State Senate President Steve Sweeney says he's been told by Governor Chris Christie that he will not support an increase in the state's minimum wage if annual adjustments are tied to the rate of inflation.

Sweeney says he respects Christie's honesty, but he is still attempting to get it done without needing the Governor's backing. Sweeney wants to go straight to the voters next November.

Sweeney wants a question on the November 2013 ballot asking voters if they'd like to increase the minimum wage by one dollar to $8.25 an hour and then tie future hikes to the Consumer Price Index. If the question is approved the one buck increase would go into effect in 2014. The measure passed the Senate Budget Committee yesterday along party lines.

"We should remove politicians from the process forever," says Sweeney."This is something we must get done. For years New Jersey has assigned a dollar amount to the minimum wage that is been a failure……There's a misconception out there that minimum wage is for high school kids looking to make a few bucks during the summer. That's entirely false."

"Rigid automatic increases in the minimum wage will make it almost impossible for the state to respond flexibly to future economic conditions," says New Jersey Business and Industry Association (NJBIA) President Phil Kirschner. "Raising the minimum wage 14 percent in a weak economy is a bad idea that ignores the fact that most businesses sales are up only 2 percent and employers do not have more revenue to pay for state-mandated raises. Enshrining a wage increase and automatic annual increases in a constitutional amendment is a very bad idea."

Stefanie Riehl, assistant vice president with the NJBIA testified before the panel yesterday and told members that her organization doesn't support amending the constitution to increase the minimum wage. She explained, "We think it takes power away from the legislature to respond in an emergency situation…..With the economy being as volatile as it is we feel it's critical that the legislature retain its power to adjust to market conditions."

Assembly Speaker Sheila Oliver has been a longtime advocate for increasing the minimum wage. She says, "A strong majority of New Jerseyans support a living wage for working class families because they know a higher minimum wage can significantly improve the lives of workers and their families, without the adverse effects that critics have claimed. It's the right thing to do. That's why I made it a top commitment earlier this year and it's why I continue to want to see the Assembly-approved bill sent to the governor so we can see what he decides and determine the next step. A robust minimum wage is a key building block of sustainable economic recovery. It's long past time to provide this basic fairness, so it's time to move the bill."

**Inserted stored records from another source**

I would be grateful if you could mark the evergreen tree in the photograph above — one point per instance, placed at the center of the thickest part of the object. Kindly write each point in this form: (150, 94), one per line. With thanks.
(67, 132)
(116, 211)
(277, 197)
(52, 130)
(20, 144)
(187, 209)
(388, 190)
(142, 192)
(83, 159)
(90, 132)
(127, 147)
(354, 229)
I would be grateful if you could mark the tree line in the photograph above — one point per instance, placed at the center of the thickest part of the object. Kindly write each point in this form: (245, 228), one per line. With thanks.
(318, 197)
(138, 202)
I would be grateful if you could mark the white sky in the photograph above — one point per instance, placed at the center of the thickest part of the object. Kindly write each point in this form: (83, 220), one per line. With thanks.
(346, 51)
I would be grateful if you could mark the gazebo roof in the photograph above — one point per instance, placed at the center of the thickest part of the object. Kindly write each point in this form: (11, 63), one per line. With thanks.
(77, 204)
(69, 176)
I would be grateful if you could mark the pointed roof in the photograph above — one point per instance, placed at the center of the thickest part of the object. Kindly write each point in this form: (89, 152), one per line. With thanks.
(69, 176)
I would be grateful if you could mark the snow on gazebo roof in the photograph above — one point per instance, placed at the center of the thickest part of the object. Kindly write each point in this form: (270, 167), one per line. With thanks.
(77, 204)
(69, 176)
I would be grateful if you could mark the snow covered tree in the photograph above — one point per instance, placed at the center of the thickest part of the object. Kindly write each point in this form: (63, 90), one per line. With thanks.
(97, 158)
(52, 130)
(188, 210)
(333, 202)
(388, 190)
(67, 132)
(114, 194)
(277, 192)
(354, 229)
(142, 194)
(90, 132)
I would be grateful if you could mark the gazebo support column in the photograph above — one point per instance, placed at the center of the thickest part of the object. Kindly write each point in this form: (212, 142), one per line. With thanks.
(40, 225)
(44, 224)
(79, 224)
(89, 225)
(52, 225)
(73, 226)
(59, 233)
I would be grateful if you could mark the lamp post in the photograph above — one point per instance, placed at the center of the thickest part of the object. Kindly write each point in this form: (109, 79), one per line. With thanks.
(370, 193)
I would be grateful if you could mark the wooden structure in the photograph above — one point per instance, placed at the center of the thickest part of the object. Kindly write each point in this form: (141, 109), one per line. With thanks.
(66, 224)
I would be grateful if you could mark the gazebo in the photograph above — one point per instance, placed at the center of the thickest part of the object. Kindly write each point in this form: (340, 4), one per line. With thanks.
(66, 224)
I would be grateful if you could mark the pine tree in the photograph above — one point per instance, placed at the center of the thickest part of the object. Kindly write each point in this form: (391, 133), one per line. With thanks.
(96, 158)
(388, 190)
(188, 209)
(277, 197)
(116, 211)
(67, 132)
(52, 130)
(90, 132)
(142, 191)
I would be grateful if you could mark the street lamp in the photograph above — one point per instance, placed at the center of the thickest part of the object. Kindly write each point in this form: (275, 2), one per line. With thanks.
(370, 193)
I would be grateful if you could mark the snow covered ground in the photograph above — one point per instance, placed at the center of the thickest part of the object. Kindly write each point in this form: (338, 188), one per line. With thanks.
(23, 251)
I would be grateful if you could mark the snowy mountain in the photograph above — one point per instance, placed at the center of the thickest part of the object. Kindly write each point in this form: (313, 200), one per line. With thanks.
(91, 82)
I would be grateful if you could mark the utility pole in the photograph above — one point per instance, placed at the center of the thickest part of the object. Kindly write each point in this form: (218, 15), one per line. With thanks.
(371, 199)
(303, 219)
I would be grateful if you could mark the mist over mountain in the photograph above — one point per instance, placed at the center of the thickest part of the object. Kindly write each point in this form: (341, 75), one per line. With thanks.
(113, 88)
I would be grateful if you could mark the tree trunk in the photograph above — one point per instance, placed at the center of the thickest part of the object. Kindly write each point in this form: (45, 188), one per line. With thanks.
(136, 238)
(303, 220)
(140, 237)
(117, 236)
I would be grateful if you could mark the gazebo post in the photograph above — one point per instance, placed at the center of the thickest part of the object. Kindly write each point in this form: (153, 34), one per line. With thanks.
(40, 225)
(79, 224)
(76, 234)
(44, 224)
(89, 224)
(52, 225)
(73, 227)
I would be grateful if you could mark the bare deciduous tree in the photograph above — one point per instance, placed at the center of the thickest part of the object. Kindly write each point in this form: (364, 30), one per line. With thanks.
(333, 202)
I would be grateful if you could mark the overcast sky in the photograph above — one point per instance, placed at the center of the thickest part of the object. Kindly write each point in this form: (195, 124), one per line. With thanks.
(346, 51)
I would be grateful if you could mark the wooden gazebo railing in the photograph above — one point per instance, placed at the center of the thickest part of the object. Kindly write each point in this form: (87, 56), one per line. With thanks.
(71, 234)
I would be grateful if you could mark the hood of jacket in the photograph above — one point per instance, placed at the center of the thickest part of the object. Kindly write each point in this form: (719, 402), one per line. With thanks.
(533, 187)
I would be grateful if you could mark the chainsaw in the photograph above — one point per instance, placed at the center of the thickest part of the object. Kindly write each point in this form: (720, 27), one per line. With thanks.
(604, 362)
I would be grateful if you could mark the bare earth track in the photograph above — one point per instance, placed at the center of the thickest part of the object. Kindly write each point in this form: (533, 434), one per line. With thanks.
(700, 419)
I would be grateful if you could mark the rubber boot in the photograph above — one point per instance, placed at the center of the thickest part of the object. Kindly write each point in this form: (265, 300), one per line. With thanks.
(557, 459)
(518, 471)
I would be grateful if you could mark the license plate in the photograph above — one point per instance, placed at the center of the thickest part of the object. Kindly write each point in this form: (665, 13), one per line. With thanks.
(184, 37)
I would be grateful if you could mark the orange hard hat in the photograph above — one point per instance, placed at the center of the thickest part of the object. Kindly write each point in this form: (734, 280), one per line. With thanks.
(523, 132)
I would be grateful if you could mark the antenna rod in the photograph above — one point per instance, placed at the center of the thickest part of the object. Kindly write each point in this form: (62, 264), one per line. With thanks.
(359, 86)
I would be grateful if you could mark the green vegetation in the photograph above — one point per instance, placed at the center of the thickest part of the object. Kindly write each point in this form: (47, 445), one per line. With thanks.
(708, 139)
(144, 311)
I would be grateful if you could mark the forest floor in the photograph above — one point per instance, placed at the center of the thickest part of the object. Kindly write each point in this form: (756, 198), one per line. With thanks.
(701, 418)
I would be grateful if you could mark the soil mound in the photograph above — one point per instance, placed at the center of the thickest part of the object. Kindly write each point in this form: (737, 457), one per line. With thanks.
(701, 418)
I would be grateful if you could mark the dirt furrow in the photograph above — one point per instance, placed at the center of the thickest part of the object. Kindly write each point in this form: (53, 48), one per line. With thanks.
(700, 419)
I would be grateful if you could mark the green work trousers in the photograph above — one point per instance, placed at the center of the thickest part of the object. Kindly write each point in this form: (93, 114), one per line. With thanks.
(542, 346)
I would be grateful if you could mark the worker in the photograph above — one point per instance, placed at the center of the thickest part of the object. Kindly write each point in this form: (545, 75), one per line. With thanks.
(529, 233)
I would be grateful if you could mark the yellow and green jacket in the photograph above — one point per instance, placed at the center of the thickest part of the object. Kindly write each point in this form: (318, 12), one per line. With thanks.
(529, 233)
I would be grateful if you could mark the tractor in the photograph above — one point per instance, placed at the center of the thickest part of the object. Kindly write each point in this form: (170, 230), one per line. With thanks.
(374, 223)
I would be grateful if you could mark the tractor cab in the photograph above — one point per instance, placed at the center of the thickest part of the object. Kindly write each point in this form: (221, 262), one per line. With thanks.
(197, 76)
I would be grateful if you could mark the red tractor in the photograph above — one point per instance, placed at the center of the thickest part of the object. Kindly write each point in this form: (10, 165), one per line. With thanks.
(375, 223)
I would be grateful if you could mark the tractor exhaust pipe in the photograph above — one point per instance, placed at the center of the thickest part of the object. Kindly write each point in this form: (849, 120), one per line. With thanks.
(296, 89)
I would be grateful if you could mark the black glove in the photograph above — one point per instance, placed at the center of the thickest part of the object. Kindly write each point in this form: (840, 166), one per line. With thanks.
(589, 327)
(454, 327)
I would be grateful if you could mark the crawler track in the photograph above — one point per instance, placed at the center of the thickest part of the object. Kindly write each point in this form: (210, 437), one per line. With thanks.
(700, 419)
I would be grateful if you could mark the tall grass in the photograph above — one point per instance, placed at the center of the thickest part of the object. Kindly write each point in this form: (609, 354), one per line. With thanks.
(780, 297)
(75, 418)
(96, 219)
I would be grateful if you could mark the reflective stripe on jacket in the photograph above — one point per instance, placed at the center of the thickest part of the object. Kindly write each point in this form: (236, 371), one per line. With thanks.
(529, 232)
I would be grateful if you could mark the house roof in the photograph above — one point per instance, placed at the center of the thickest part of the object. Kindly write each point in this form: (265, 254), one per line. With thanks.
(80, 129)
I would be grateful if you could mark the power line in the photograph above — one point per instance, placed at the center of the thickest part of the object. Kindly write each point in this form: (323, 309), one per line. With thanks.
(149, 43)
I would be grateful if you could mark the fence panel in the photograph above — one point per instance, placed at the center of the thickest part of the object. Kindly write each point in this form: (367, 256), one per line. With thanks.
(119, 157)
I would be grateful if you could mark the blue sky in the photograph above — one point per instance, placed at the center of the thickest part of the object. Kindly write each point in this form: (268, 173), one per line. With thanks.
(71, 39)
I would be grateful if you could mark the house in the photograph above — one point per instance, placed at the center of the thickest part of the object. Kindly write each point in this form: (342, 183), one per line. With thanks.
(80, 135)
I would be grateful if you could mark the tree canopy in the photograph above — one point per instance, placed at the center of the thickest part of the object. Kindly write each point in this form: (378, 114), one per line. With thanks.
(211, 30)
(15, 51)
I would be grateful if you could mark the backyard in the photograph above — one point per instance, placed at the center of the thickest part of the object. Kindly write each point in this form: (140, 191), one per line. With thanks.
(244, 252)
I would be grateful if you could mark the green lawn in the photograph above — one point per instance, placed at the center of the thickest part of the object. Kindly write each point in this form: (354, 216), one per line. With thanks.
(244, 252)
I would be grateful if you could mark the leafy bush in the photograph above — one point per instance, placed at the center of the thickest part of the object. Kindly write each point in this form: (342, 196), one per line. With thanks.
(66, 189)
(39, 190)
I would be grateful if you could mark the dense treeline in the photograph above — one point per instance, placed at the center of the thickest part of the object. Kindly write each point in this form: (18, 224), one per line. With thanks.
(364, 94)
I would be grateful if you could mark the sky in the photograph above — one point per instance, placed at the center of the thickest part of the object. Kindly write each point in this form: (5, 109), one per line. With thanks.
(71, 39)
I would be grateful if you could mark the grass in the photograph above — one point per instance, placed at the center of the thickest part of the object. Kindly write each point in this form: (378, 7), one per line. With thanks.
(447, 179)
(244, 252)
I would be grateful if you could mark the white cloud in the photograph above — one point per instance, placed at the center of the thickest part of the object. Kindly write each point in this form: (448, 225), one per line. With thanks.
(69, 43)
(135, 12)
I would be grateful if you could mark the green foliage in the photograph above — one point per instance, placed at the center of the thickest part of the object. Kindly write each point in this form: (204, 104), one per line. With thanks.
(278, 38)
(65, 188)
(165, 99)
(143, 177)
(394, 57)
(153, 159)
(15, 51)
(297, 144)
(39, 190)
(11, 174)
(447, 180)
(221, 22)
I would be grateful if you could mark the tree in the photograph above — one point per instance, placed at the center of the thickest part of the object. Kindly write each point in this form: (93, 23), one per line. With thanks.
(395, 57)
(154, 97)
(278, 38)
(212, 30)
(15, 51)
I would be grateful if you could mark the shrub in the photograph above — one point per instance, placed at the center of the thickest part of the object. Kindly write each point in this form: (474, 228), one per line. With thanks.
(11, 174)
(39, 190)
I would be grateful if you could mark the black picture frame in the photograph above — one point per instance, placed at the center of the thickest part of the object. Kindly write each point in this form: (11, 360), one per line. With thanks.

Joe Pennacchio, a member Senate Budget and Appropriations Committee member offered Democrats a means to achieve the minimum wage increase via statute. Democrats said thanks, but no thanks. Pennacchio made a motion in committee to place a competing minimum wage proposal from Oliver on the calendar for the Budget and Appropriations Committee's next meeting. The motion was tabled on a party line vote.

"This is what's wrong with Trenton," says Pennacchio. "Republicans have been completely cut out of the discussion on a matter of huge economic importance to workers and the business community that puts food on the table for millions of New Jersey families. Senate Democrats are refusing to compromise with their Assembly colleagues. It was made clear today that the Majority is more interested in next year's election than in doing the right thing."

A bill to hike New Jersey's minimum wage to from $7.25 an hour to $8.50 and require the rate to then be adjusted annually based on the Consumer Price Index was approved in May by the full Assembly. The bill stalled in the State Senate.

Oliver has since had her team tracking U.S. Labor Department numbers to see how increasing the minimum wage has worked out for other states this year. Armed with the latest statistics, Oliver believes she now has proof that hiking the minimum wage is not the job killer opponents say it is.

The numbers reveal that of the eight states that increased their minimum wage, only one state has seen an increase in its unemployment rate from the time the wage hike kicked in through July, the last month for which jobless rates are available.

Oliver, who sponsored a minimum wage hike bill this year says, "Raising the minimum wage acts as an economic stimulus. There's no doubt about it…….We cannot buy into the old argument that this is a job killer. It is not a job killer."

In December, 2011 Washington State's minimum wage was $8.67 an hour (increased to $9.04 in January, 2012), Oregon's minimum wage was $8.50 an hour (increased to $8.80), Vermont's minimum wage was $8.15 an hour (increased to $8.46), Ohio's minimum wage was $7.40 an hour (increased to $7.70), Arizona's minimum wage was $7.35 an hour (increased to $7.65), Montana's minimum wage was $7.35 an hour (increased to $7.65), Colorado's minimum wage was $7.36 an hour (increased to $7.64) and Florida's minimum wage was $7.31 an hour (increased to $7.67).

The statistics show that only Colorado's unemployment rate went from where it stood in December 2011 (7.9%) to where it is now (8.3%). The other state's jobless rates fell over that time. Washington went from 8.6% in December, 2011 to 8.5% now. Oregon went from 9% to 8.7%. Vermont went from 5.2% to 5%. Ohio went from 7.9% to 7.2%. Arizona went from 9% to 8.3%. Montana went from 6.6% to 6.4% and Florida went from 9.9% to 8.8%.